Pfungstadt (DFBL/aga). Zwei renommierte Mannschaften und ein Liga-Neuling behalten im Süden die weiße Weste. Vor allem Aufsteiger TV Vaibstatt sorgt mit einem klaren Sieg für Furore.

TV 1865 Waibstadt (N) – TV Vaihingen/Enz 5:1    
(11:9, 11:2, 11:7, 12:14, 11:7, 12:10)         

„Im ersten sind wir gleich mit 5:1 vorne gelegen“, berichtet Markus Knodel vom TV Vaihingen/Enz. „Da haben wir gut begonnen. Aber dann haben wir einen Angabenpunkt gegen uns bekommen, obwohl die Angabe in der Leine war.“ Der Schiedsrichter habe das zwar wohl nicht sehen können, schiebt der TVV-Trainer nach, doch ungefähr ab diesem Moment war bei seinem Team der Faden gerissen. „Unser Problem ist, dass unsere Angabe zu schwach ist“, sagt Knodel. „Das wissen wir.

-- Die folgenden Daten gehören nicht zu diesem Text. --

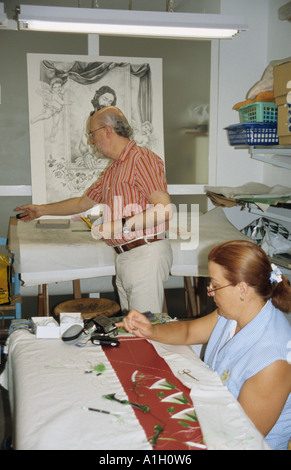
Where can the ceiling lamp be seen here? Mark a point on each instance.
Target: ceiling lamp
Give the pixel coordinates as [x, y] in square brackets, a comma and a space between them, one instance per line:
[128, 22]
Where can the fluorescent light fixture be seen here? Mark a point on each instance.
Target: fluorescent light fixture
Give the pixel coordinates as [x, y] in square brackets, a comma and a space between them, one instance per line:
[128, 22]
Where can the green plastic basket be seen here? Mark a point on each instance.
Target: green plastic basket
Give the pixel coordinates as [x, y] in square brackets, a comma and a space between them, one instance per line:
[258, 112]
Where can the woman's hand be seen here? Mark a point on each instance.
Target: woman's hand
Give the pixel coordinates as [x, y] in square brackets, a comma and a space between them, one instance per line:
[136, 323]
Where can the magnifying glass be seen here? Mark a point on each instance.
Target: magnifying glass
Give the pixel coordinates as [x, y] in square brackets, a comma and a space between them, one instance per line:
[72, 333]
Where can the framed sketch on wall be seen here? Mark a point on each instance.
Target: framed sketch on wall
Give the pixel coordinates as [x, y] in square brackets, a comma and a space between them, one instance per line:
[63, 90]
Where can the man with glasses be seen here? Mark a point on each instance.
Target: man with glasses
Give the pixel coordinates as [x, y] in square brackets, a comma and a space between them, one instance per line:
[136, 209]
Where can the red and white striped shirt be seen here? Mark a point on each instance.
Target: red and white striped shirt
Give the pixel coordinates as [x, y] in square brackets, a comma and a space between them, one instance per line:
[125, 187]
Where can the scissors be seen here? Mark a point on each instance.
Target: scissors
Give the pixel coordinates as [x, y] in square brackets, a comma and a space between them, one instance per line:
[187, 372]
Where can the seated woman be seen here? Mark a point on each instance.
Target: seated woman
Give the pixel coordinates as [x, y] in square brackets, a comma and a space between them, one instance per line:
[248, 336]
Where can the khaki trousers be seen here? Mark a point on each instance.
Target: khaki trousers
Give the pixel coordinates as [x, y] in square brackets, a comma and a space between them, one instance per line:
[141, 274]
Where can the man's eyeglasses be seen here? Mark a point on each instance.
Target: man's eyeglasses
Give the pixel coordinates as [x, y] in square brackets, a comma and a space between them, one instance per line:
[211, 291]
[90, 134]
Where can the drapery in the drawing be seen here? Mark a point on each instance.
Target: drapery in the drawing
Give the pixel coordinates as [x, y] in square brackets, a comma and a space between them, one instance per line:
[86, 73]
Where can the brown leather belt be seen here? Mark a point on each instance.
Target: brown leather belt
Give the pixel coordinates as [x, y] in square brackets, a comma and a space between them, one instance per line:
[141, 241]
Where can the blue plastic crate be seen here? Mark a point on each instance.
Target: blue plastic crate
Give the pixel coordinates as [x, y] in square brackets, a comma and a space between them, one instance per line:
[254, 133]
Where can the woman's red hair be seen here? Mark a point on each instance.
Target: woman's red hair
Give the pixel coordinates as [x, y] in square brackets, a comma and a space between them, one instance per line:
[245, 261]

Aber wenn wir in der Angabe stehen, kommen wir nicht gut wieder raus.“ Das bekamen die Vaihinger auch im weiteren Verlauf des ersten Satzes zu spüren, der schließlich mit 11:9 an die Gastgeber ging.

Danach kam das, was der TVV seit dem Generationenwechsel vor einem halben Jahr schon oft genug erlebt hat. „Nach dem verlorenen Satz kam der Nackenschlag“, sagt Knodel. „Wir haben die Punkte nicht gemacht, aber Waibstadt hat wie entfesselt gespielt. Die Halle war voll, die Stimmung war toll, und bei unseren Gegnern war im zweiten Satz beim 11:2 fast jeder Schlag ein Punkt.“ Im dritten Durchgang dagegen täusche das relativ klar erscheinende 7:11 aus Vaihinger Sicht über eine gute Leistung hinweg, sagt Knodel. „Stellenweise hatten wir tolle Aktionen. Aber immer wenn wir Big Points hatten, dran waren, den Sack zuzumachen, dann haben wir kuriose Fehler gemacht“, ärgert sich der Trainer.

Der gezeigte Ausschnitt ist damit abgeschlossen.